Penn Law has a minimum of 70 hours of pro bono legal work, and many students find these opportunities through student clubs, such as visiting jails and teaching the prisoners about their rights and laws.
Although Penn Law students are primarily focused on gaining professional experiences, Holland said there are many other recreational events both within and across schools.
There is an infamous “five percent” party, which marks passing five percent of the three years at the law school. Later on, there is a “95 percent” party, a party after 95 percent of the law school’s three years have passed.

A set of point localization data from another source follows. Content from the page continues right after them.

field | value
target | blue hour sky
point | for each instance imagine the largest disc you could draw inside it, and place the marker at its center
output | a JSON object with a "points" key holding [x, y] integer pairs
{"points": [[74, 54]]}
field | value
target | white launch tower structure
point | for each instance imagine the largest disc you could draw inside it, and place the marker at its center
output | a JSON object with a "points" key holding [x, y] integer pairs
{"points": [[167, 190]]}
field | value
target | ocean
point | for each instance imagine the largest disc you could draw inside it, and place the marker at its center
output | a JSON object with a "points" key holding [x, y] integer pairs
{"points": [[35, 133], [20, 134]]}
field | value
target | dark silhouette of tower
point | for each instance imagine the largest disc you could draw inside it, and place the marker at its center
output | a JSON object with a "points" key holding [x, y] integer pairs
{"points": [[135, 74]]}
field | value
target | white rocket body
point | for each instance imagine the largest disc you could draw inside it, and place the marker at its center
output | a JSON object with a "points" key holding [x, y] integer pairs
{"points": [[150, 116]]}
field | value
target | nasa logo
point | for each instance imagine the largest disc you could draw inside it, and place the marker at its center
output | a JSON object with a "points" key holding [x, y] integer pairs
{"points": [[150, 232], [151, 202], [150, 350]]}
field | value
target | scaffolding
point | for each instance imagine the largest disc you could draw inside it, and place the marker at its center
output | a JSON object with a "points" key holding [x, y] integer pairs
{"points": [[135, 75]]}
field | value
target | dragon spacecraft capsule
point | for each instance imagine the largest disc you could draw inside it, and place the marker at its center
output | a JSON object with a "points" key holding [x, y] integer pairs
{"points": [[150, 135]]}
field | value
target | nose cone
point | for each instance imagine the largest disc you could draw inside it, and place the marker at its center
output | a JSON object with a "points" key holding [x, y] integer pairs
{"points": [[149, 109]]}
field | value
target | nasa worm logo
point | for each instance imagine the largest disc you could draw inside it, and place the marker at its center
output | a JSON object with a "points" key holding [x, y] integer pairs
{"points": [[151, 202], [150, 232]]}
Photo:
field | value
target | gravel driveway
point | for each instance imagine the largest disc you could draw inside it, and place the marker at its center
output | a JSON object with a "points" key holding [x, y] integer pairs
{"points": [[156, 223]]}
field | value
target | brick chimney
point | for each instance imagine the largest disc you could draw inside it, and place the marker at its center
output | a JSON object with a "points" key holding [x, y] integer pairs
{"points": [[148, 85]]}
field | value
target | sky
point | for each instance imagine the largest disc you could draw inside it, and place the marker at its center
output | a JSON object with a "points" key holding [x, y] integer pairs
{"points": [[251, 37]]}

Being of a legal age to drink, social scenes for graduate schools involve various venues within the city. Every Thursday is Bar Review — pun intended — where law students venture to different bars. Holland added that many law school students live in center city and thus many gatherings are held away from the campus.
She said another major recreational event coming up for Penn Law students is the Wharton vs. Law Fight Night, where members of Penn Law’s and Wharton graduate’s boxing clubs have boxing matches.
While getting hyped up for cross-school events may sound similar to University-wide undergraduate events, Holland said there is still a wider diversity of people one can meet in graduate schools.
“Your classmates can be former police officers, former teachers, people in media and entertainment, veterans,” she said.
The specific school and program each graduate student is enrolled in, and their status as either part-time or full-time students make their Penn experience distinct, but everyone agreed that they enjoy being graduate students at Penn.
“As a grad student, it’s what you make of it,” Acero said.